Hlengani J.
Siweya
* and
Peter
Letsoalo

Faculty of Science and Agriculture, University of Limpopo, Private Bag X1106, Sovenga, 0727, South Africa. E-mail: Hlengani.Siweya@ul.ac.za; Peter.Letsoalo@ul.ac.za

Received
21st January 2014
, Accepted 21st April 2014

First published on 21st April 2014

This study investigated whether formative assessment is a predictor of summative assessment in a university first-year chemistry class. The sample comprised a total of 1687 first-year chemistry students chosen from the 2011 and 2012 cohorts. Both simple and multiple linear regression (SLR and MLR) techniques were applied to perform the primary aim of the research. In order to apply the above mentioned techniques, a selection criterion was executed on the 1687 sample, after which 1519 cases remained for the analysis. The study revealed a statistically significant SLR model, suggesting that formative assessment (FA) can, at 45.4% (that is R^{2} = 0.454) level of accuracy, predict the summative assessment (SA) of students in a university first-year chemistry class. Furthermore, the results of two MLR models discovered that SA can be predicted by using theory marks at 57.1% (that is R^{2} = 0.571) level of accuracy, and average semester test marks at 59.4% (that is R^{2} = 0.594) level of accuracy. The aforementioned domino effects suggest that the semester tests marks are more efficient, among other marks, in predicting the SA marks of students in a chemistry department at a South African traditional university; accordingly recommends that more effort be made in preparing students for their semester marks. In addition the study found that of the 1519 students who had the 40% subminimum entry requirement for summative assessment, 765 (51.4%) passed the summative assessment, that of the 277 whose formative assessment mark was between 40% and 49% (both inclusive), 6 (2.2%) passed the summative assessment, that of the 1208 whose formative assessment mark was at least 50%, 725 (60%) passed the summative assessment and, finally, that of the 34 students whose formative assessment mark was at least 75% only 8 were able to retain their grades. Overall, linear regression and probability analyses suggest that FA does predict the SA mark, but it is best when the AVRSEMT mark is used.

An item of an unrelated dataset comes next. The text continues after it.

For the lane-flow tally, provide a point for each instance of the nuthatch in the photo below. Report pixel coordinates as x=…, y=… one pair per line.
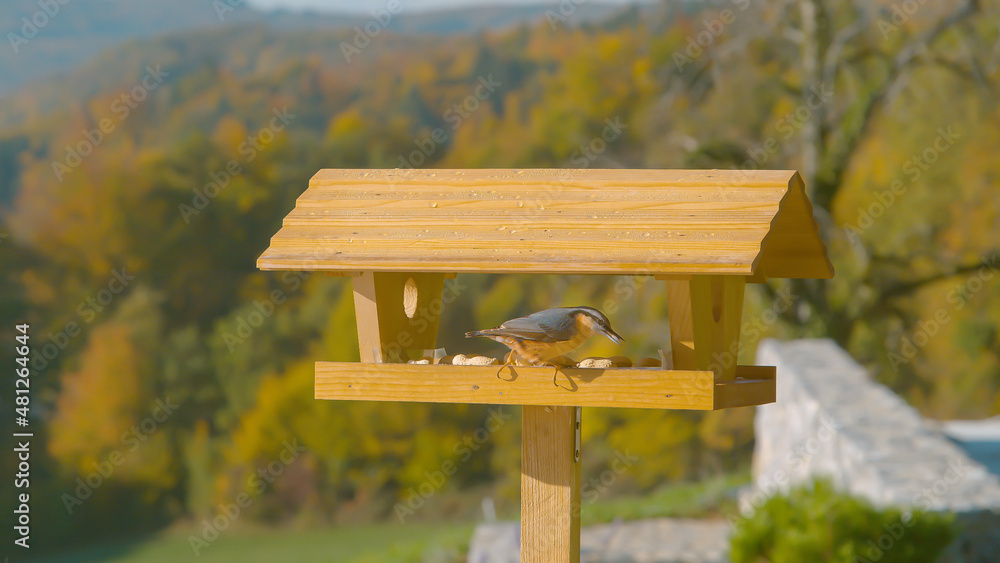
x=542, y=336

For these and other reasons, we compared formative and summative marks of first-year chemistry students over a period of two years: from a sample of 1519 first-year chemistry students of the 2011 and 2012 cohorts at the university where the study was conducted, 37% and 32% of these respective cohorts had formative assessment marks of at least 50% but failed to acquire the subminimum† of 40% in the summative assessments (see Fig. 1).

First-year chemistry at the university consists of two modules which are basic requirements for all students who are registered for a first science degree in the Physical Sciences and Life Sciences streams, they are also prerequisites for most of the modules that are compulsory in this degree. In this connection, it would be interesting from an academic point of view on the one hand, and faculty management point of view on the other, to know whether or not the performance of first-year chemistry students in formative assessment can be used to predict their performance in the summative assessment, as well as to know the correlation strength between students' formative assessments and their summative assessments in a chemistry department at a traditional‡ South African university.

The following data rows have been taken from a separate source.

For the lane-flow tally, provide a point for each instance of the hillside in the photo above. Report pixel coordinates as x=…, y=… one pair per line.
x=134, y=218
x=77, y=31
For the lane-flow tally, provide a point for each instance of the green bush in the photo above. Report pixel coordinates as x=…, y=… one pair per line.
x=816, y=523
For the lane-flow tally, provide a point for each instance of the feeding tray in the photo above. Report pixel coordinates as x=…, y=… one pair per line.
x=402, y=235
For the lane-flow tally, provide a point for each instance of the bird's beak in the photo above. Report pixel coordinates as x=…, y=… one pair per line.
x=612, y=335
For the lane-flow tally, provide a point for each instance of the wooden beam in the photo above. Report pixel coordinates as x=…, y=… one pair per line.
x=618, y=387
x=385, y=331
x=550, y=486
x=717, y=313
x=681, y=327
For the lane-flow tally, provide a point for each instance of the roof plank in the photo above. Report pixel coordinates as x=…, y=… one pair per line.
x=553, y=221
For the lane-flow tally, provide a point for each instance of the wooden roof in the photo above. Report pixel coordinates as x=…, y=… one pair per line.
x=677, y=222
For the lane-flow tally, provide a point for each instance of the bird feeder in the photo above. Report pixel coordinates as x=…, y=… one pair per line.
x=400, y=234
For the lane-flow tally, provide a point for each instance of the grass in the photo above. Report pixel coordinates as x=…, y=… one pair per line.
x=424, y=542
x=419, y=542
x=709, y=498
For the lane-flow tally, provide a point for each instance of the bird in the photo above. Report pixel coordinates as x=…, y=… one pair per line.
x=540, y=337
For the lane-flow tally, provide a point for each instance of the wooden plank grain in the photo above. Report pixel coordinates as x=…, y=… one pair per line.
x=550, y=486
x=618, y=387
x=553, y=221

In this study, we understand summative assessment to be taken at the end of the module, so it is expected to be based on and to cover all the topics outlined in a module: it is an end-of-the module examination. Unlike formative assessment, summative assessment is not used to inform learning by students but rather to inform the lecturer and the department whether or not the student has acquired enough knowledge to have passed the module and thereby declared competent. According to Taber (2003), summative assessments “are intended to test how well candidates know (can recall, apply and explain) their science”. In this study, we follow Ussher and Earl (2010) and Taras (2005) in that every “…process of assessment leads to summative assessment, that is, a judgement which encapsulates all the evidence up to a given point. This point is seen as a finality at the point of judgement”. For that reason, “summative assessments happen too far down the learning path to provide information” to the department for it to provide remedial interventions during the course of the teaching and learning of the module as is the case with formative assessment (see Garrison and Ehringhaus, 2007).

The second semester first-year chemistry module students take General Chemistry 1B and their competence is judged on them proving competence in the atomic and electronic structure, chemical bonding, intermolecular attractions and liquids and solids, alkanes, alkenes and alkynes, and alkyl halides, alcohols, aldehydes and ketones, acids and derivatives, aromatics, amines and conformational analysis.

FA = Theory mark + AVRPT mark |

Although the data indicates how many semester tests were written it does not specify how many practical tests, assignments and tutorial tests were written by students (see Table 1). The data show only the AVRPT, average assignments and/or tutorial tests (AVRATT) for every student.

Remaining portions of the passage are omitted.